Unfortunately, this only works with a friend in the same room. Once we join other players online, the whole endeavor can become a tightrope act between great experiences and frustrating encounters. The inability to communicate in any way can evolve the gameplay into a case study about blind trust. There are nice co-op touches, such as in-game characters having some (meaningless) banter that we can influence by setting the overall mood for our character via the d-pad. Ray-Attacks can be joined into one more powerful ray, although this rarely happens online.

As mentioned before, the actual story is rather short. That is part of the experience, as Nine Parchments encourages us to replay the game multiple times. Every piece of gear, level, and skill we learn is carried over when starting a new game. By meeting certain achievements, we can unlock more characters and collect more gear. The difficulty is scalable as well, so we can go upstairs to hardcore and test our magic-wielding skills.

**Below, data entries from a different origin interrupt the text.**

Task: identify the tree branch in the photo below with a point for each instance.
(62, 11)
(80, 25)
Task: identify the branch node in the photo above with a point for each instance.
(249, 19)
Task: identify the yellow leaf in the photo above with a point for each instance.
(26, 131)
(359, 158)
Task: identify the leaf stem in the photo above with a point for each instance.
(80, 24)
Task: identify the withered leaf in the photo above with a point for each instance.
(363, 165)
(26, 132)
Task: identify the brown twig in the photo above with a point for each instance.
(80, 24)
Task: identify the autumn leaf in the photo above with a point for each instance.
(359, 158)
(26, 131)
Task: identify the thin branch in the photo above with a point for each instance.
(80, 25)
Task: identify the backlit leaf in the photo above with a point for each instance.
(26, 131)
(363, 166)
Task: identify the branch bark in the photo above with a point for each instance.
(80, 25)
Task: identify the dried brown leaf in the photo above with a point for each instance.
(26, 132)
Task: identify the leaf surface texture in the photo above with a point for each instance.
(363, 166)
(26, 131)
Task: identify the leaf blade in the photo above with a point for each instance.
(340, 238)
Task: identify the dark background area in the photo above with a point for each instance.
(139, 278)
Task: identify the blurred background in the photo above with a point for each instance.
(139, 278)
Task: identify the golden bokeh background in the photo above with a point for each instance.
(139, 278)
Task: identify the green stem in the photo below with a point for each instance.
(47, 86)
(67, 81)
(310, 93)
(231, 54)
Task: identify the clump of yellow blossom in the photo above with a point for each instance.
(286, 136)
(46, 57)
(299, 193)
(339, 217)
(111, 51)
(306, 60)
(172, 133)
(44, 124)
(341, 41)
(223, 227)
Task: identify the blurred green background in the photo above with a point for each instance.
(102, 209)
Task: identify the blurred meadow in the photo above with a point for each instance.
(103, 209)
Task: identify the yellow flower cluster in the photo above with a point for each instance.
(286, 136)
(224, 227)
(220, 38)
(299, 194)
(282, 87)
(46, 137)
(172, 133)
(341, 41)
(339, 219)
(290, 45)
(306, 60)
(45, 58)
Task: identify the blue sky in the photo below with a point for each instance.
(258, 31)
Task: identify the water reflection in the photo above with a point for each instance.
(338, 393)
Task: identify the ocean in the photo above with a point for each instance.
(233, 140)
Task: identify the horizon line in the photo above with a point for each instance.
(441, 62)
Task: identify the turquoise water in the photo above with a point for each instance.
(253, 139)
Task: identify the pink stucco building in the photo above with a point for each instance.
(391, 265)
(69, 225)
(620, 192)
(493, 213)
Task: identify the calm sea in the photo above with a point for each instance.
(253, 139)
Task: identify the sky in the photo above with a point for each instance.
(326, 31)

Visually, Nine Parchments is on par with the Trine games. It is an incredibly colorful and beautiful world, with varied environments showcasing this come-to-life fairytale. This makes it even more frustrating that we don't learn anything about it or explore beyond the beaten path. Technically, we've run into some major annoyances. Sure, there are some minor bugs and glitches where enemies won't spawn, or our character glitched into a wall, but those were relatively rare and didn't obstruct the overall gameplay. What became annoying were the frequent server issues when trying to play online on the Nintendo Switch. In some instances, we wouldn't be able to join or host any online games. Restarting the Switch would sometimes fix the problem for a short period of time, just to reappear shortly after. This is an issue isolated to Nine Parchments; other online games and the general internet connection on the Switch are in perfect working order.

It wouldn't be as much of a gripe if Nine Parchments would let you create multiple saves, but you have only one save file for online and offline play. Whenever you want to change from online to offline (or the other way around), you have to delete your current game progression and start anew. Frozenbyte already announced that this, among other issues, is going to be fixed in an upcoming patch in January, but it is mind-boggling that this feature even made it into the final game.

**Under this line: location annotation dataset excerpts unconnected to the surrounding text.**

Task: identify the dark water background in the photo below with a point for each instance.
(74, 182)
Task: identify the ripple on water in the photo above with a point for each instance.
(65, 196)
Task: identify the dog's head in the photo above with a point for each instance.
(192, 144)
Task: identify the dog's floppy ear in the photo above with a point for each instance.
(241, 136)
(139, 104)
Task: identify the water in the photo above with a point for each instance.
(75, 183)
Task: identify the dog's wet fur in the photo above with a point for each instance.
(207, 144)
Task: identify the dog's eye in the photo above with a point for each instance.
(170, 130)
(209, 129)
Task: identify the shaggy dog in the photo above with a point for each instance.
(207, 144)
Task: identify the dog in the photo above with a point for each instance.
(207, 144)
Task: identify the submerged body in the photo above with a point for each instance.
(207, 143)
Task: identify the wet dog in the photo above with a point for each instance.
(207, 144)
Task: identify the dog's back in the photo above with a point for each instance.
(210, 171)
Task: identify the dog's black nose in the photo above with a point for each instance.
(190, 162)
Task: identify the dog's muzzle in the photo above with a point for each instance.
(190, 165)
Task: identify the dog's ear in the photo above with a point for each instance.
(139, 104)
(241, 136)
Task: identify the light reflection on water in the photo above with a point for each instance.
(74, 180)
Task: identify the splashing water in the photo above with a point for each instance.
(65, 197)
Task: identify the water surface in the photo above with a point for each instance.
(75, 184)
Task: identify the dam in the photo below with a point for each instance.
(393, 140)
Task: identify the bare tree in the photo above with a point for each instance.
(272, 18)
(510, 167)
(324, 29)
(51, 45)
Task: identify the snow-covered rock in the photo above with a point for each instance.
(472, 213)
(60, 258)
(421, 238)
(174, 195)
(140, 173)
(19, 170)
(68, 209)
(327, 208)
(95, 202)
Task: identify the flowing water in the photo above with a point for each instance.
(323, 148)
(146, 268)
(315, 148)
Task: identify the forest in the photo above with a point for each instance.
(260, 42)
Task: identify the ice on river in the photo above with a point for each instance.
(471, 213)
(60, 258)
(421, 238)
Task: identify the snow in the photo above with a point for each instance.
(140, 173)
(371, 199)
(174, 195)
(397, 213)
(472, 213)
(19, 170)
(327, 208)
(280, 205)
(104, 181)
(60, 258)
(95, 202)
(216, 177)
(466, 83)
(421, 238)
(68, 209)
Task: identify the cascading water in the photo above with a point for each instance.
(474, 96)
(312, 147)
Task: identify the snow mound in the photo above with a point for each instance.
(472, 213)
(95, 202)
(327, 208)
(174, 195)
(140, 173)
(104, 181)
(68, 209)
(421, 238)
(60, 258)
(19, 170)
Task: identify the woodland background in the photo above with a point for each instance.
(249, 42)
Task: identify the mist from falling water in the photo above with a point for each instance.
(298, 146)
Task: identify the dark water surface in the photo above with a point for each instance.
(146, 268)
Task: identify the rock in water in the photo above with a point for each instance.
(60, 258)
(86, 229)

Nine Parchments isn't necessarily a bad game. It's a very basic experience that lacks many different qualities, and from what I've witnessed, the title has to work out some major technical issues. However, many people will find a very enjoyable experience here, with a lot of unlockable characters and stuff to find. If you're into co-op experiences, you can't go wrong with Nine Parchments on Nintendo Switch. If you rely on online play, you may want to hold off until a patch is released to fix the connection and save file issues.